Specifically, how does the algorithm handle many stock prices efficiently?
Analyze the time complexity of the following code snippet.
void calculateSpan(int prices[], int n, int span[]) {
int stack[n];
int top = -1;
for (int i = 0; i < n; i++) {
while (top >= 0 && prices[stack[top]] < prices[i]) {
top--;
}
span[i] = (top == -1) ? (i + 1) : (i - stack[top]);
stack[++top] = i;
}
}
This code calculates the stock span for each day using a stack to track previous higher prices.
- Primary operation: The for-loop runs once for each day.
- Inside the loop: The while-loop pops from the stack while the current price is higher.
- How many times: Each element is pushed and popped at most once, so total stack operations are at most 2n.
As the number of days increases, each price is processed once and compared with previous prices using the stack.
| Input Size (n) | Approx. Operations |
|---|---|
| 10 | About 20 stack operations |
| 100 | About 200 stack operations |
| 1000 | About 2000 stack operations |
Pattern observation: The total operations grow roughly in a straight line with input size.
Time Complexity: O(n)
This means the time to calculate spans grows directly with the number of days, making it efficient for large inputs.

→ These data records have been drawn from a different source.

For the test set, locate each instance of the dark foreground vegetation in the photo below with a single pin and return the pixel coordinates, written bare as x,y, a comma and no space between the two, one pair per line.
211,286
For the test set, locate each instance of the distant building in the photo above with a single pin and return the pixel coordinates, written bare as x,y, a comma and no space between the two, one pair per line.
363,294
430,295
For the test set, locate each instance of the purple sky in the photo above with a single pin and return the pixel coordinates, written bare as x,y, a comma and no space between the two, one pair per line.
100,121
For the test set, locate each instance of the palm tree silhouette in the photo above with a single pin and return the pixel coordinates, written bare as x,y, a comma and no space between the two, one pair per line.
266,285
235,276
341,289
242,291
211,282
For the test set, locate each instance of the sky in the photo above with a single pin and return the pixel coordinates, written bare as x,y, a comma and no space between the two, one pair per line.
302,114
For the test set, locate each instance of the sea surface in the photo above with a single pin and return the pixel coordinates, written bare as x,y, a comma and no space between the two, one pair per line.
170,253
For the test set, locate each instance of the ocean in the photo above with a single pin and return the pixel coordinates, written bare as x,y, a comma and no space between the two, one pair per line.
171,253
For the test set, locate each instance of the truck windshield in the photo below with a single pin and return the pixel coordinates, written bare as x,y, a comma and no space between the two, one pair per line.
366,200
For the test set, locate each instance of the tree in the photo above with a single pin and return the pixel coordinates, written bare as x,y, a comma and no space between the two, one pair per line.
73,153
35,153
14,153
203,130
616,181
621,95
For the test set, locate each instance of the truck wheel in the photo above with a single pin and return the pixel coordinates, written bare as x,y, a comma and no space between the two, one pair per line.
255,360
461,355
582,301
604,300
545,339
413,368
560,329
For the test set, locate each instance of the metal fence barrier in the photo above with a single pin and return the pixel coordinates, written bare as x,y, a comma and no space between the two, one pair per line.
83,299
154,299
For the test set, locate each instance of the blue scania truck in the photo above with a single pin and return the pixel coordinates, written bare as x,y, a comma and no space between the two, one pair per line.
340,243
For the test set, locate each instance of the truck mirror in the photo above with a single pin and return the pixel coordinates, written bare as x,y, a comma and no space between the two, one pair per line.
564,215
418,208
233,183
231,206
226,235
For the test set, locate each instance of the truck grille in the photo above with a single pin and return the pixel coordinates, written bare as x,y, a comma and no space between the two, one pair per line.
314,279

[X] Wrong: "The inner while-loop runs n times for each day, so the complexity is O(n²)."
[OK] Correct: Each price is pushed and popped only once, so total inner loop operations add up to n, not n times n.
Understanding this problem shows you can use stacks to solve real-world challenges efficiently, a skill valued in many coding tasks.
"What if we used a simple nested loop without a stack? How would the time complexity change?"